What Exactly is Magnesium?
Magnesium is an essential mineral in the body. It is found in all of our tissues, bones, muscles, and brain. It is involved in metabolic processes in the body to restore muscle growth and repair and maintain brain and cardiovascular health. It is an important mineral especially for avid fit enthusiasts and athletes because it provides the body the fuel for energy.
Even with all the credible facts about the mega mineral, it is considered one of the most deficient essential in the human body. Magnesium deficiency affects about 20 percent of the population which is remarkable considering how the mineral is responsible for notable functions within the body. This deficiency is responsible for muscle soreness and cramps symptoms. The best way to combat is to supply the body with magnesium.

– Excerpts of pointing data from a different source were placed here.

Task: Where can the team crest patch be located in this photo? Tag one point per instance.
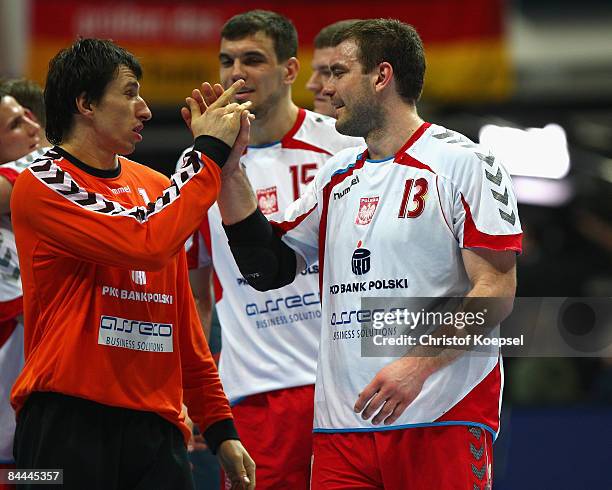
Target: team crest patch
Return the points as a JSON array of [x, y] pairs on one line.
[[267, 200], [367, 208]]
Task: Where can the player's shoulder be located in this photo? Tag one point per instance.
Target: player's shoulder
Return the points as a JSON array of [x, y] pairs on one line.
[[451, 154], [320, 131]]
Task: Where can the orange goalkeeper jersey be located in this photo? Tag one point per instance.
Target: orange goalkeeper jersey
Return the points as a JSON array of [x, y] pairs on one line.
[[109, 314]]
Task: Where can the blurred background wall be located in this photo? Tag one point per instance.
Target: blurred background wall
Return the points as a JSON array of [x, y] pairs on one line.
[[495, 69]]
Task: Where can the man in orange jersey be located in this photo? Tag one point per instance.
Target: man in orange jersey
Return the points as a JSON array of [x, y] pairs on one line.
[[112, 339]]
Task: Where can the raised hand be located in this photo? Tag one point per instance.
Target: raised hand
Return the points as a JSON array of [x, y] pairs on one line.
[[392, 390]]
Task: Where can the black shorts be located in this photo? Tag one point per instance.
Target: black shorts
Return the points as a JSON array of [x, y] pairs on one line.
[[100, 447]]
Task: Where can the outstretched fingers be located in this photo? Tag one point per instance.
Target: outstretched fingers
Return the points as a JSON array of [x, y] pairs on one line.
[[227, 95]]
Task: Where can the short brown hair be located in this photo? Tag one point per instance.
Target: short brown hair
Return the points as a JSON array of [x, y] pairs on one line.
[[396, 43]]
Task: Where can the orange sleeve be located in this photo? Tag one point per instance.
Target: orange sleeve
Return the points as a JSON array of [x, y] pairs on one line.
[[202, 390], [87, 226]]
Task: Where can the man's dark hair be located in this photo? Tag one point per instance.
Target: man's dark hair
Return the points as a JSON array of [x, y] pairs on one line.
[[29, 95], [325, 37], [86, 67], [396, 43], [276, 26], [4, 89]]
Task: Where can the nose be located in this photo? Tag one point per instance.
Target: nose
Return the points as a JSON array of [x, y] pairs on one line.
[[33, 126], [143, 112]]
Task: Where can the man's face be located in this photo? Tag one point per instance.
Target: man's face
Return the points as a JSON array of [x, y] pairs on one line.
[[352, 93], [318, 79], [19, 135], [253, 60], [119, 116]]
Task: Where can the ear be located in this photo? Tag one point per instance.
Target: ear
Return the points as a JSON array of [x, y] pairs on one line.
[[384, 76], [84, 105], [292, 68]]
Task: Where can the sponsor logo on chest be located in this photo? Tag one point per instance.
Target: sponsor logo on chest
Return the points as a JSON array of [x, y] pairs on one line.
[[344, 192], [267, 200]]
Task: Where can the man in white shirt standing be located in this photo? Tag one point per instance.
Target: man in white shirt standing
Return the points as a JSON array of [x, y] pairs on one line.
[[419, 211], [269, 340]]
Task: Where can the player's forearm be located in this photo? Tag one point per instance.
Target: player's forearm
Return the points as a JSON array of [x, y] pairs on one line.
[[264, 260], [236, 199]]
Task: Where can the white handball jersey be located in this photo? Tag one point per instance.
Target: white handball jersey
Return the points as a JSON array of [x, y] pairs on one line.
[[410, 215], [11, 335], [270, 339]]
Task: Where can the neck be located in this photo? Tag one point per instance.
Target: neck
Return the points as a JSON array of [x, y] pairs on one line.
[[386, 141], [84, 147], [275, 124]]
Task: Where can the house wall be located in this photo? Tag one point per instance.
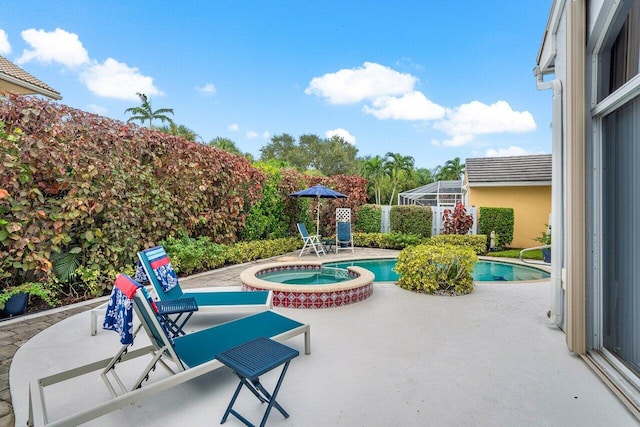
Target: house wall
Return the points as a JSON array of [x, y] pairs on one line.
[[531, 207]]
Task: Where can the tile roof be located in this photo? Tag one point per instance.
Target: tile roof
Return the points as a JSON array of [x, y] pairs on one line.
[[16, 76], [511, 170]]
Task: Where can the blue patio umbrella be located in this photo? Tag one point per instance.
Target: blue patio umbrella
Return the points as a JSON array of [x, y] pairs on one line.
[[319, 191]]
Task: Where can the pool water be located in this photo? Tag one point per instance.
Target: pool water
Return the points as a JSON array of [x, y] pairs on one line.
[[307, 277], [484, 271]]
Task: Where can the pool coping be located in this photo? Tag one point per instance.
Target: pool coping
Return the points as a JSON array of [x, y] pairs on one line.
[[248, 278]]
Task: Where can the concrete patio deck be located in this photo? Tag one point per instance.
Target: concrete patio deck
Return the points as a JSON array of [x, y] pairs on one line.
[[397, 359]]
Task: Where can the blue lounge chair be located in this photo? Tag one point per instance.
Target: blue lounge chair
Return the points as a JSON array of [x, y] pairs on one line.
[[310, 242], [157, 268], [154, 266], [184, 357], [344, 237]]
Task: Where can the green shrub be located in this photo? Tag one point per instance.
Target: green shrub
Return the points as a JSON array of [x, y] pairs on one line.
[[194, 255], [500, 220], [369, 219], [431, 268], [478, 242], [267, 219], [411, 220], [259, 249]]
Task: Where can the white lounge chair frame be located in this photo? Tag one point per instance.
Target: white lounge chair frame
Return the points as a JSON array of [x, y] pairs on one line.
[[310, 241], [159, 353], [343, 215]]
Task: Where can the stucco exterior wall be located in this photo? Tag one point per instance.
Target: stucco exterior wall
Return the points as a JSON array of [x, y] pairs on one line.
[[531, 208]]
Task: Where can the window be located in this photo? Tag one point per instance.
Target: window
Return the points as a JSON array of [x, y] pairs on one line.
[[623, 54], [621, 235]]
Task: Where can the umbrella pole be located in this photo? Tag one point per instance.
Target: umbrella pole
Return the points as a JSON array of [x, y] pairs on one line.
[[318, 218]]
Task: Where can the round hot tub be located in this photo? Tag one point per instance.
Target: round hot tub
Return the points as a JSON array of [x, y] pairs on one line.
[[306, 284]]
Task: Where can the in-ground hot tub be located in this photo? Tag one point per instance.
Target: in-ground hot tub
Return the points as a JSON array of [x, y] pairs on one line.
[[340, 287]]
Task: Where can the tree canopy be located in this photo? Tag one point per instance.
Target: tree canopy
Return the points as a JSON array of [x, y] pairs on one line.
[[332, 156], [144, 112]]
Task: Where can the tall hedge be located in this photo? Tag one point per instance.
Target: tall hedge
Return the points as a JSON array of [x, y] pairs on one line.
[[77, 188], [500, 220], [369, 219], [411, 220]]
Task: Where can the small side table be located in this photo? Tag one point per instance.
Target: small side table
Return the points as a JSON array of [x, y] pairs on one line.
[[182, 306], [249, 361]]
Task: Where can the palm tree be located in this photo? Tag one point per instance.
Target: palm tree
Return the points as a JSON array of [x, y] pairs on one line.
[[179, 130], [145, 112], [225, 144], [373, 170], [451, 171], [395, 164]]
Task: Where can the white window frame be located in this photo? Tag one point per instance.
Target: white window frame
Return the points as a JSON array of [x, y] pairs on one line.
[[627, 92]]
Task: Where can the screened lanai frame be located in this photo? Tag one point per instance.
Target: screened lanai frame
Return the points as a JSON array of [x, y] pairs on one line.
[[439, 193]]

From my personal experience, I found that taking a magnesium supplement did help my muscles from getting sore especially after a heavy lifting routine. As an added boost, I would take Epsom salt baths (Magnesium sulfate) to assist in my recovery regimen.
Much like any other supplement, be sure to consult with your physician to ensure the adequate dose for your body. Too much of magnesium has the potential to cause cardiovascular or digestive issues! Ask questions to best decide what will help you to be on your way towards recovery.
“How Can I Tell if I Have Low Magnesium?”. Medical News Today. 19 June 2018.
Magnesium Deficiency Symptoms: What You Need to Know. Perlmutter MD, David. Retrieved 9 March 2019.